With the nation’s media lights shining on Cleveland, a Great Lakes version of a “city on a hill”, the civic center of Cleveland, became the wave of the future and the signature expression of the politics and mission of the social reform mayors across the land. “The civic center was an integral part of the new vision of the municipality that was being tested in Johnson’s Cleveland. Johnson and his followers were fighting what they perceived to be the individualist avarice of streetcar magnates and corrupt councilmen. In their minds the city was not an arena for the no-holds-barred pursuit of wealth, but a community where cooperative spirit would ensure a better life for all people. … The civic center was, then, intended to be a lesson to private developers in the Ohio metropolis….. Its mall provided a communal space for civic celebrations and its uniform cornice lines symbolized the rejection of individualism and competition”. (Teaford, 1993, p. 62)

 

But all was never really perfect in Camelot. City Beautiful’s implementation did not go as planned. “The civic center project, the prototype of dozens of others in the first two decades of our century, was also a slum clearance effort.” (Scott, 1969, p. 62) Over the next few years much of the four acre site was demolished—but some was not. A five story abandoned factory was left untouched until 1936—years after the mall had opened. An initial burst–the federal building was completed by 1910, the post office in 1911, county courthouse in 1912, and city hall in 1916—twelve years later the mall abruptly stopped about midway. The other end of the mall, where the centerpiece massive railroad station was to have been built—nothing. Instead, the railroad station was built five blocks away from the mall, and not in City Beautiful style. In place of the railway station, a quarter-century later (1931), a much-loved municipal stadium was constructed. Not until 1925 was the library built. This was not at all unusual of many a “City Beautiful”; in too many instances projects never moved off of the architect’s desk.

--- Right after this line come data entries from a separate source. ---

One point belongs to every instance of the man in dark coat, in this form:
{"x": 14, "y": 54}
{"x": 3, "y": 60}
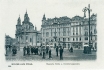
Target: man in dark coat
{"x": 24, "y": 51}
{"x": 28, "y": 50}
{"x": 57, "y": 51}
{"x": 36, "y": 50}
{"x": 71, "y": 49}
{"x": 14, "y": 51}
{"x": 44, "y": 50}
{"x": 61, "y": 53}
{"x": 31, "y": 50}
{"x": 50, "y": 53}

The later criticism of urban renewal as leaving far too many vacant plots, also characterized the City Beautiful. A not so hidden underneath grand visions and Beaux Arts structures was a strategy to reconstruct the fragmented, congested downtown cores of the initial industrial city.

 

City Beautiful era planning, and the City Beautiful civic center advocates hoped the  redevelopment central city cores would project a powerful central city into its expanding hinterland. Civic pride was intended to serve as a justification of central city economic/political dominance over its ever-expanding suburbs. The key was to redevelop its obsolete and dysfunctional central business district. The plan “must serve as a guide for the reconstruction of the congested areas and as an instrument for shaping the development of the sparsely settled outlying territories …  a host of measures for revamping the older parts of the city: widening the streets, providing the diagonal thoroughfares, extensively rehabilitating housing, restricting the occupancy and use of private property, rerouting street railways, diverting traffic … removing poles, wires and unsightly advertising”. (Scott, 1969, pp. 97-8)

 

The City Beautiful’s was in fact the first modern experiment in what later would be labeled as “urban renewal”. In retrospect, its principal accomplishments were usually restricted to a few boulevards, some Beaux Arts museums and symphony and city halls—and the relocation of new downtown railroad lines and large, Grand Central-style railroad stations.